Por Gilberto Schwartsmann
Médico e escritor
José Francisco Alves e eu discutíamos os detalhes da mostra sobre os cem anos da Semana de Arte Moderna de 1922, na Casa da Memória Unimed Federação/RS, na arborizada Rua Santa Terezinha, em Porto Alegre. Emocionado, ele me mostrou os originais de sua mais recente obra, intitulada A Escultura Pública de Porto Alegre – Obra Comemorativa – 250 Anos de Porto Alegre. É uma obra de grande envergadura, viabilizada com recursos não incentivados – apoio direto da Unimed e da Sidi Medicina por Imagem, às quais nós, gaúchos, agradecemos.

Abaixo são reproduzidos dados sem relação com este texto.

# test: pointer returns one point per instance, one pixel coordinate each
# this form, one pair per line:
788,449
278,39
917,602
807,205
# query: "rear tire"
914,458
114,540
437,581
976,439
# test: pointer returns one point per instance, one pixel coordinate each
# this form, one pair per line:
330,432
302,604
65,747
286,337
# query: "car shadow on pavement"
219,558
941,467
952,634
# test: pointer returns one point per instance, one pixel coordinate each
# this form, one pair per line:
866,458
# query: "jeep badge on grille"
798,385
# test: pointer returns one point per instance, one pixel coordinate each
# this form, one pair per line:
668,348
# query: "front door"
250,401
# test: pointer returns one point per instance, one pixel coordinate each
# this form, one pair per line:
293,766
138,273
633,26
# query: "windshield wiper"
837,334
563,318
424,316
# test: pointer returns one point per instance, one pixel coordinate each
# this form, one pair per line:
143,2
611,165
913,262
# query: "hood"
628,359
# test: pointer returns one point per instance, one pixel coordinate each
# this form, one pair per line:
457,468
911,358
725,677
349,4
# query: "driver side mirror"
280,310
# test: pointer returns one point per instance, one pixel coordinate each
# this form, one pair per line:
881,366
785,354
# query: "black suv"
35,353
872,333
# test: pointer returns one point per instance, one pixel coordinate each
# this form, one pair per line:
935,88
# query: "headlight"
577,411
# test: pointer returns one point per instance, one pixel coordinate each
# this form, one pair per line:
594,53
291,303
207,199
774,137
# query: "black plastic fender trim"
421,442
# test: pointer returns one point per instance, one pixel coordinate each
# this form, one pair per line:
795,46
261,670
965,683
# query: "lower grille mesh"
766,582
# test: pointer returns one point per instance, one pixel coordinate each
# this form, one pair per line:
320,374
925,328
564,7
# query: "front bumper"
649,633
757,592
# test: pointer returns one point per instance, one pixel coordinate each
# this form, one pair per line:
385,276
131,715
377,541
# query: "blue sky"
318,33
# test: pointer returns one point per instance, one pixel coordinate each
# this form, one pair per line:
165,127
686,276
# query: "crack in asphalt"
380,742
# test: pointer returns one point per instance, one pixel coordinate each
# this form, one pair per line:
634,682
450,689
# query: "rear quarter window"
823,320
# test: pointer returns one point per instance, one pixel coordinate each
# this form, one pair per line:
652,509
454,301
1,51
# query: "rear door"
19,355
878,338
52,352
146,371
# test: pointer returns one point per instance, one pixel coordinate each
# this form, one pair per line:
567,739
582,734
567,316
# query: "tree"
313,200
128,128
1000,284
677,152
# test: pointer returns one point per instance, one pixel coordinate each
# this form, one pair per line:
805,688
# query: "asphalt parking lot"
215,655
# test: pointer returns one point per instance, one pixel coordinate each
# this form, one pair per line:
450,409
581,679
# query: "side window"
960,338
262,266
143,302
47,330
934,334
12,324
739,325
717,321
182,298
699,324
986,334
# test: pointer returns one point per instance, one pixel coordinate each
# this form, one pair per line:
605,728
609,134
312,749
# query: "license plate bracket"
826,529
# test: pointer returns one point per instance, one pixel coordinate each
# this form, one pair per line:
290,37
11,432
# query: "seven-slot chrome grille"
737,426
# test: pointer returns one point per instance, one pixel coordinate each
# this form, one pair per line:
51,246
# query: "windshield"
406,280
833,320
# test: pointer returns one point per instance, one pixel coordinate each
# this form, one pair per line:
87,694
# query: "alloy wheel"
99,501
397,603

Examinei cada página como se tivesse diante de mim uma joia rara. Confesso que me senti como Bergotte, a personagem de Marcel Proust, na obra Em Busca do Tempo Perdido, que não resiste e morre ao contemplar a tela intitulada Vista de Delft, de Jan Vermeer. O trabalho de José Francisco Alves é de fato impressionante. E não se trata de uma simples atualização da edição anterior – lançada quase duas décadas atrás – sobre nossas esculturas públicas. É muito mais.
Trata-se de uma obra repleta de novidades e de esclarecimentos históricos. São mais de 400 páginas e cerca de 1,9 mil imagens atuais e históricas, nas quais o autor aborda temas como a fundação de Porto Alegre, a Exposição do Centenário Farroupilha, a história da estátua do Laçador, os chafarizes, as esculturas de Bienais e centenas de obras esculturais espalhadas por nossas praças, parques, prédios e cemitérios de nossa cidade.

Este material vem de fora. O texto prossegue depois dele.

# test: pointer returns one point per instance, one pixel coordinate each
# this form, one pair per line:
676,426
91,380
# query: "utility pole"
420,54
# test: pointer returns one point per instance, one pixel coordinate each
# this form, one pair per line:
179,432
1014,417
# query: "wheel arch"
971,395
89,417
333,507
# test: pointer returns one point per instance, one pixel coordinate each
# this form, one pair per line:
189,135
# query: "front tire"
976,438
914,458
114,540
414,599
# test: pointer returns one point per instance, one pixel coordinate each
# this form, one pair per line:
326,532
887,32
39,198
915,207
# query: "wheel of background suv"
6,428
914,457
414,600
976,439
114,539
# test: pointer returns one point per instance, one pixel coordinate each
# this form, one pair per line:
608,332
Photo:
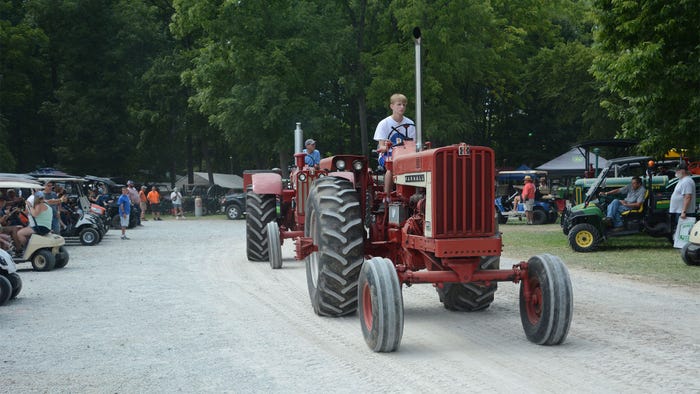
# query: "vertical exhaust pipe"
298,139
419,93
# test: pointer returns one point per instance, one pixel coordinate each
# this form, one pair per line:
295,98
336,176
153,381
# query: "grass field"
640,257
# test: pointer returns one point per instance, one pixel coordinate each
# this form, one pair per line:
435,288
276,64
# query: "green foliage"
647,57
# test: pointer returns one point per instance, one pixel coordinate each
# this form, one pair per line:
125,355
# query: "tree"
647,58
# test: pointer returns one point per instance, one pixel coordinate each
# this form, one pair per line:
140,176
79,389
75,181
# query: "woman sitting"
42,214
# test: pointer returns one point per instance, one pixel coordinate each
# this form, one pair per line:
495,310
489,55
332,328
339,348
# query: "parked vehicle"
233,205
439,227
584,224
10,281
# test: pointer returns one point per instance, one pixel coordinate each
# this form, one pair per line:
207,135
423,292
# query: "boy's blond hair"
398,97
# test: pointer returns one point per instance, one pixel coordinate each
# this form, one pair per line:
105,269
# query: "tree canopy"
162,87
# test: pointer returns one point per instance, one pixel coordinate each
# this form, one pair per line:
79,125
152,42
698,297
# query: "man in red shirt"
528,197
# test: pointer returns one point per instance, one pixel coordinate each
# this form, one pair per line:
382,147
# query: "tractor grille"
463,190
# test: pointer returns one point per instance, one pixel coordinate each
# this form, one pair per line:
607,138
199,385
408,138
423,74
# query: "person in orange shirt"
143,202
154,199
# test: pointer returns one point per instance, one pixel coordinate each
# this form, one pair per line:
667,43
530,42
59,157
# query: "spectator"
634,199
176,199
124,203
154,199
143,202
135,200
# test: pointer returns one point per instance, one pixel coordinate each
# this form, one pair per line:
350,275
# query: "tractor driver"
388,130
634,199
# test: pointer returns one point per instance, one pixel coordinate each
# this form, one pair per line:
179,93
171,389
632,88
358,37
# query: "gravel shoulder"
179,308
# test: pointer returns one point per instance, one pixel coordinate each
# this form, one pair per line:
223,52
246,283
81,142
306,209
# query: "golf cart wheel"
584,237
16,283
273,240
43,260
233,212
334,221
470,297
687,257
62,257
380,305
89,236
539,216
261,210
5,290
546,300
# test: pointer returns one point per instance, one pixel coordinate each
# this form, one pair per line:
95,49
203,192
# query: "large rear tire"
380,305
273,237
334,221
546,313
584,237
5,290
260,210
43,260
470,297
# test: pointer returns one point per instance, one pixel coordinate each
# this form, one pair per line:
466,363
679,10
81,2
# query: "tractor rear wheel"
539,216
380,305
334,221
5,290
260,210
584,237
470,297
273,240
546,300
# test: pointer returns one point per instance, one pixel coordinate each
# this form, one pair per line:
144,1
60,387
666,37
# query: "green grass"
640,257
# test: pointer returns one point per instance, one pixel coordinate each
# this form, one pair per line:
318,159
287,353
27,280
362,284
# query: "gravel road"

A Escultura Pública de Porto Alegre é uma obra densa, um texto de referência, fruto de quase três décadas de pesquisas realizadas pelo autor. Divide-se em três grandes capítulos, que versam sobre a evolução de nossa escultura pública, aspectos teóricos da arte pública e uma discussão aprofundada sobre políticas de arte pública em nossa cidade, no Brasil e no mundo.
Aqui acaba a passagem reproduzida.